Piyasayı yükselten bu zat-ı muhteremlerin kendileri de kenar mahallelere taşınıyor. Çoğu da yazlık evlerine gidiyor. Hatta kiracısını çıkartıp sokağa atanlara bile rastlanıyor. Antalya’da geçen ay 6 bin 364 konut satışı olurken bunun bin 434 yabancı uyruklulara yapılmış. Bu gidişle kendi memleketimizde yabancı olacağız gibime geliyor.
Yahu bu işin bir denetimi yok mu? Antalya Gelir İdaresi Başkanlığı ne iş yapar? Emlak sektörü tam bir vergi kaçırma aracı oldu. Ama denetim hak getire. Nedeni ise birçok kişi kirayı elden almaya başladı! Bu iş biran önce zapt-u rapt altına alınmalı. Yoksa sosyal patlama tehlikesi baş gösterebilir. Benden uyarması.
HEP AYNI MANZARA
Antalya Döşemealatı’nda şu temizlik ve çöp meselesi bir türlü halledilemedi. Hangi mahalle ve sokağa gitseniz ya çöp yığını ya da konteynerler yan yatmış çöpler sağa sola savrulmuş halde. Dün sosyal medyada bir fotoğraf yer aldı. Döşemealtı Yeniköy Mahallesi 93 sokakta bulunan çöplerin temizlenmediğini gösteren bir görüntü. Rezil ötesi bir görüntü. Döşemealtılıların tek beklentisi çöplerin zamanında toplanması ve böyle görüntüler yaşanmaması.
BUNLAR BIKTIRDI
Ramazan ayı nedeniyle adeta dilenci istilasına uğrayan Antalya’da zabıtalar oturmaya devam ediyor. Profesyonel duygu sömürücüleri ise her köşe başında mesailerini sürdürüyor. Denetimsizliğin had safhaya ulaştığı şehir merkezinde yine bildik manzaralar yaşanıyor. Çöp konteynerlerinin kenarına oturan birisi sözde çöpe atılan ekmekleri alıp yiyor!
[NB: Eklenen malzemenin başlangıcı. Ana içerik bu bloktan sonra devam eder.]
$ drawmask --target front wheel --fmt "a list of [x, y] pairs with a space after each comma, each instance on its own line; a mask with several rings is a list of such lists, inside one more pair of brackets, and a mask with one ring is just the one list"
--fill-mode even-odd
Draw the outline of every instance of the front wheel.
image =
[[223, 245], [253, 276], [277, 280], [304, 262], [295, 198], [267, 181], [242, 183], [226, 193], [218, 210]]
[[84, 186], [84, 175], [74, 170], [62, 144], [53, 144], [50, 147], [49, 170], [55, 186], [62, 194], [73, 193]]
Bize de bu sahtekârlığı yetirmeye çalışıyorlar. Oysa ki ekmeği poşetle getirip orada çıkısını açıp senaryoyu uygulamaya koyuyor bu profesyonel duygu sömürücüleri. Çoğumuz kanıyor. Ancak bu çirkinlik denetimsizlik kaynaklanıyor. Genelde Muratpaşa Belediyesi sınırlarında yaşanıyor bu görüntüler. Zabıta görmezden geliyor, olanda duygusal insanlara oluyor.